Republican Sen. James Lankford, who spent months negotiating the border provisions the GOP demanded, said he may vote against his own bill this week.
Senate Republicans on Monday signaled their plan to filibuster bipartisan legislation that paired tougher border policy with more U.S. aid to Ukraine, a stunning reversal less than 24 hours after the legislation had been unveiled.
With ex-president Donald Trump urging them to kill it, and many on the right up in arms about the proposal, top Senate Republicans emerged from a heated closed-door meeting and said they needed more time to review the agreement, suggesting that a scheduled Wednesday vote to advance the bill is all but doomed to fail.
But theres always room to give them the benefit of the doubt. Dems need to stop compromising with them, they’re not going to help you anyway, why water down your bills?
I think they benefit a lot from people assuming that they water their bills down for the GOP’s benefit when the reality is that the right wing of the Dem party is larger and further right than most people believe. It’s a party of Bidens and Clintons, not AOCs and Bernies.
Because they know how the media narrative will go now. Dems offer a compromise bill that the GOP says they’ll go with. The GOP then doesn’t go with it. The GOP now takes all the blame in the media.
This is doubly important because the border issue is the only one where they have any actual policy that less informed moderate voters might agree with. If it looks like the Dems were arguing in good faith and the GOP was not, then they’ll vote accordingly. Not all of them, but it doesn’t have to be all of them.

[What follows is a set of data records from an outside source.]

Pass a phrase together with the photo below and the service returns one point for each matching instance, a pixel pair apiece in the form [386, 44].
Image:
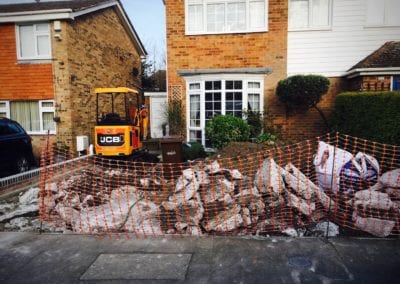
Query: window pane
[195, 110]
[195, 18]
[27, 114]
[42, 27]
[27, 45]
[375, 12]
[238, 84]
[195, 86]
[396, 83]
[298, 14]
[320, 12]
[47, 104]
[236, 16]
[392, 12]
[257, 14]
[48, 122]
[254, 102]
[195, 136]
[254, 85]
[43, 45]
[217, 85]
[215, 17]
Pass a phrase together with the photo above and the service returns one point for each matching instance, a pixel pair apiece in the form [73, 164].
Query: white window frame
[35, 36]
[225, 30]
[384, 22]
[42, 110]
[392, 82]
[311, 26]
[5, 109]
[201, 79]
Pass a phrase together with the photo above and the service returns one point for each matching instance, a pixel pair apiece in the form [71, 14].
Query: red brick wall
[21, 81]
[309, 124]
[247, 50]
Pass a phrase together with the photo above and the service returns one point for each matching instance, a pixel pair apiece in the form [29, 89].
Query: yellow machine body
[116, 136]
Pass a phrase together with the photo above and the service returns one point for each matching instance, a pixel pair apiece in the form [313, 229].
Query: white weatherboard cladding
[332, 52]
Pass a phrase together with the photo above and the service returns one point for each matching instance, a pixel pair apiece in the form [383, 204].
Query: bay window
[36, 117]
[212, 96]
[226, 16]
[33, 41]
[309, 14]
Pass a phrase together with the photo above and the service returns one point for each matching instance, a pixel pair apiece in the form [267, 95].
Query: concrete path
[34, 258]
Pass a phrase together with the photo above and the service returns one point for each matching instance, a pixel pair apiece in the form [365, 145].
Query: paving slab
[53, 258]
[138, 266]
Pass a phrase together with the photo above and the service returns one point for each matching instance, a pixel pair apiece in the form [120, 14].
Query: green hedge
[373, 116]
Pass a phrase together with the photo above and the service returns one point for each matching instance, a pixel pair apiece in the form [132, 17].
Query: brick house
[225, 56]
[52, 56]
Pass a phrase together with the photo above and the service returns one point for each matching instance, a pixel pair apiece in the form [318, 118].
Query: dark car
[16, 155]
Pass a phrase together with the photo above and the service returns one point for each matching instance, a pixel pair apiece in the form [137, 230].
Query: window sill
[34, 61]
[316, 29]
[225, 33]
[41, 133]
[380, 26]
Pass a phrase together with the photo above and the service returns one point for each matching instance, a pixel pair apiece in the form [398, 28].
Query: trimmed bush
[223, 129]
[266, 137]
[300, 92]
[372, 116]
[254, 120]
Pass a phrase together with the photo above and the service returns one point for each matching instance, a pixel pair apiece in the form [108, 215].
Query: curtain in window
[236, 16]
[27, 114]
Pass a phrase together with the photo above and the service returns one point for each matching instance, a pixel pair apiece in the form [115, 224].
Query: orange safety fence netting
[351, 182]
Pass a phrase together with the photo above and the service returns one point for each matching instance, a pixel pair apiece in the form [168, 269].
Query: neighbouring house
[53, 55]
[225, 57]
[379, 71]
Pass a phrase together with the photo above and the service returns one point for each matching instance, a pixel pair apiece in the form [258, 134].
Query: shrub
[174, 114]
[223, 129]
[373, 116]
[193, 151]
[301, 92]
[266, 137]
[254, 120]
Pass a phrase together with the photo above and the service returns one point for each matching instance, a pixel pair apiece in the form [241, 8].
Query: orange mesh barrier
[350, 182]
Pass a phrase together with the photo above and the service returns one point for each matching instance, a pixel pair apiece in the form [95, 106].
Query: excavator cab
[121, 123]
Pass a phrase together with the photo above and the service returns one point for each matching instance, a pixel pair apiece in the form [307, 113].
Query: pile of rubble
[206, 199]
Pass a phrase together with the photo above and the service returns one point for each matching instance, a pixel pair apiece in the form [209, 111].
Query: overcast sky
[148, 18]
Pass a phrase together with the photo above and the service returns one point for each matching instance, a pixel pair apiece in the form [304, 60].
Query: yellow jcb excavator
[121, 124]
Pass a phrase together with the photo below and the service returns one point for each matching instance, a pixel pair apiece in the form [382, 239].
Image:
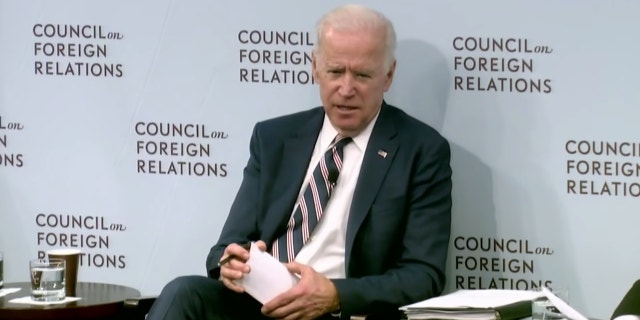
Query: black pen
[246, 246]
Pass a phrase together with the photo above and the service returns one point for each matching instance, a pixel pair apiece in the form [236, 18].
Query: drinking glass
[47, 279]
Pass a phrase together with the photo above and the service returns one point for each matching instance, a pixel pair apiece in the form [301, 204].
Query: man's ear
[389, 76]
[314, 69]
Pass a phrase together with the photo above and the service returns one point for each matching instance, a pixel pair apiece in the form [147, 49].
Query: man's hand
[312, 297]
[236, 267]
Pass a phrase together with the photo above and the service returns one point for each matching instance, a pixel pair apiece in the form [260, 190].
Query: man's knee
[183, 285]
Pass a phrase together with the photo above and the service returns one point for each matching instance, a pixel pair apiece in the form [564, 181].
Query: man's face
[352, 74]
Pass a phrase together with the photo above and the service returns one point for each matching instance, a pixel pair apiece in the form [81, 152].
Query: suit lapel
[378, 156]
[294, 162]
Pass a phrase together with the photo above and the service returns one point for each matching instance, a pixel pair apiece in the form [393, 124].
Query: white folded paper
[28, 300]
[268, 277]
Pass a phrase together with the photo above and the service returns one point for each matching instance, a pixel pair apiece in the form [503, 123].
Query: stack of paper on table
[488, 304]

The election this year is teetering between a GOP technical victory (losing popular vote for the White House while winning the electoral college) and complete GOP electoral collapse up and down the whole ballot. Things like this make the second option more likely.
The real answer:
Democrats have largely the same policy positions as Republicans, and have for decades. They are all philosophically neo-liberal, with very small exception in the squad/ progressive left (maybe 3%?), and a growing maybe 30% of the Republican wing as full blown fascist. So things are changing but for most of recent history, they are politically indiscernible when it comes to applied policy, what they prioritize, and where they compromise. Obama is like the quintessential modern example of this. He ran as a leftist, but governed to the right of Bill Clinton.